The un-American Empire

"Not only is playing the Game of Empire bad for the USA," reminds Steve Sailer, "the USA is really, really bad at playing the Game" — Playing the Game of Empire. I would add that the reason "the USA is really, really bad at playing the Game" is that empire is not in our nature.

I remember a Somali warlord rightly saying as much after the events depicted in the film Black Hawk Down (2001). To neoconned Americans of the imperial mindset, this was an insult. To leftist dupes, who think that imperialism is the final stage of capitalism, this made no sense. I took it as a compliment. We are republican by nature, not imperial. You can't have it both ways. Many of the problems we face as a country today are the result of going against our true nature.

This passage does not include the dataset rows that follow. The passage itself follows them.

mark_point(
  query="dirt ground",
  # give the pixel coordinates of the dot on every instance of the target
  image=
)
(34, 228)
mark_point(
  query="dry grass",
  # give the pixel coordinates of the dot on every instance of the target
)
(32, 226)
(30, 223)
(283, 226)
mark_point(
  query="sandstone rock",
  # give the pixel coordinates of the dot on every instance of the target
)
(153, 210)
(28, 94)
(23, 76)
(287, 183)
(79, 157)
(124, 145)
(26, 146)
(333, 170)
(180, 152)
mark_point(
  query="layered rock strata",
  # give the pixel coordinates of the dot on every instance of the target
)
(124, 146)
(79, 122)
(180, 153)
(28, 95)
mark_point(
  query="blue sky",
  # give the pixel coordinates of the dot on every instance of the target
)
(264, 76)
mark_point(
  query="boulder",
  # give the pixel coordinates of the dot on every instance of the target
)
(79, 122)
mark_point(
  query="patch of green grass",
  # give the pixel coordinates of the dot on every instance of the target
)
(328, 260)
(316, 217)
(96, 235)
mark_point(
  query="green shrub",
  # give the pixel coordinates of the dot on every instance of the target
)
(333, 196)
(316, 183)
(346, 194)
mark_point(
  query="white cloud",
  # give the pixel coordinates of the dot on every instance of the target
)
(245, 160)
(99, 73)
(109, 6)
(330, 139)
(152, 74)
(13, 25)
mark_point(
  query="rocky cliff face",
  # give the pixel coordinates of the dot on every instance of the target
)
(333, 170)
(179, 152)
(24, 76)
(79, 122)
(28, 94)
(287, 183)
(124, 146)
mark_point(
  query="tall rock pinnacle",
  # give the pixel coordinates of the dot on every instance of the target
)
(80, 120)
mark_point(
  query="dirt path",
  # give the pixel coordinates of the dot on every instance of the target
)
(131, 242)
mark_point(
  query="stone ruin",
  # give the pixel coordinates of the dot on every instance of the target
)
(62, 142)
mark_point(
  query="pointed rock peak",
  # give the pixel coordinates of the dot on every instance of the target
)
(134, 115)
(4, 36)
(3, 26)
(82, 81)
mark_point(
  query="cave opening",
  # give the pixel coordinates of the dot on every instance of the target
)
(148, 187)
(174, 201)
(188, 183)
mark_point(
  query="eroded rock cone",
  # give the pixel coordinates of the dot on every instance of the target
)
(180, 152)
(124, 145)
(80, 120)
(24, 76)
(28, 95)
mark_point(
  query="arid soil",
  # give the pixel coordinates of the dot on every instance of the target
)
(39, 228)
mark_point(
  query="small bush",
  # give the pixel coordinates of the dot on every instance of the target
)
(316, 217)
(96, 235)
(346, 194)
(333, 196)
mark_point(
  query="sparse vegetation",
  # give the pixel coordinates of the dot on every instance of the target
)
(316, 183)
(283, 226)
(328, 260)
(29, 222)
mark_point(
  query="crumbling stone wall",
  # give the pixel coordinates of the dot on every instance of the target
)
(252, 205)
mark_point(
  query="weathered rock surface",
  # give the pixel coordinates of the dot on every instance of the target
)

Two quotes enshrined on this blog's sidebar come to mind. "I am often asked if I am a republican or a monarchist," said Archduke Franz Joseph Otto Robert Maria Anton Karl Max Heinrich Sixtus Xaver Felix Renatus Ludwig Gaetan Pius Ignatius of Austria. "I am neither, I am a legitimist: I am for legitimate government. You could never have a monarchy in Switzerland, and it would be asinine to imagine Spain as a republic." It is just as asinine to imagine America as an empire.

Said Congressman Ron Paul, "What we need is more confidence in ourselves, and a stronger belief in our traditions, so that we never are tempted to initiate force to make others live as we do. If we truly have an economic and political message worth emulating, our only responsibility is to set a standard that others will want to follow." Our traditions are republican in nature, and our people are isolationist by temperament.

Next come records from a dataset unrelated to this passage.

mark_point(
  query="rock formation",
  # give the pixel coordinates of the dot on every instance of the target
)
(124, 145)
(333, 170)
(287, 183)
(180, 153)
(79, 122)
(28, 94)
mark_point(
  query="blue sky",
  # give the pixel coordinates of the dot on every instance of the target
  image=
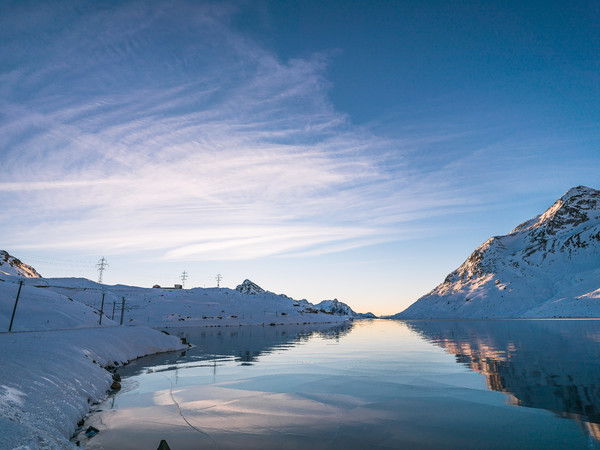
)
(350, 149)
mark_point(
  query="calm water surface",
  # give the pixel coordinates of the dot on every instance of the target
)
(383, 384)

To return to Mr. Sailer's point about America being "really, really bad at playing the Game," this paragraph in Ivan Eland's Ungrateful Allies comes to mind:
    Despite plundering their colonies at gunpoint (for example, the Spanish Empire looted the gold from Latin America) and creating sheltered markets for their goods overseas (for example, British mercantilism), even the formal empires of old were not cost-effective, according to classical economists. The informal U.S. Empire that defends other countries abroad using alliances, military bases, the permanent stationing of U.S. troops on foreign soil, and profligate military interventions is even more cost-ineffective. U.S. forces cannot plunder, and rich allies, such as South Korea, excessively restrict their markets to U.S. goods and services.
Congressman Ron Paul and other libertarians understand this, and one populist figure, say what you will about him, also understands the folly of this arrangement, and the message is "resonating with many potential voters" — Donald Trump: Making Foreign Countries Pay Up. But that sentiment appeals not to our better angels; as does the message of Congressman Ron Paul, and as does Patrick J. Buchanan's thesis, summed up in his tome, A Republic, Not an Empire.

Thomas Fleming summed it up succinctly today, saying, "As a major power, the United States is an embarrassment, and its leaders are not so much evil as imbecilic" — Rule by Assassination.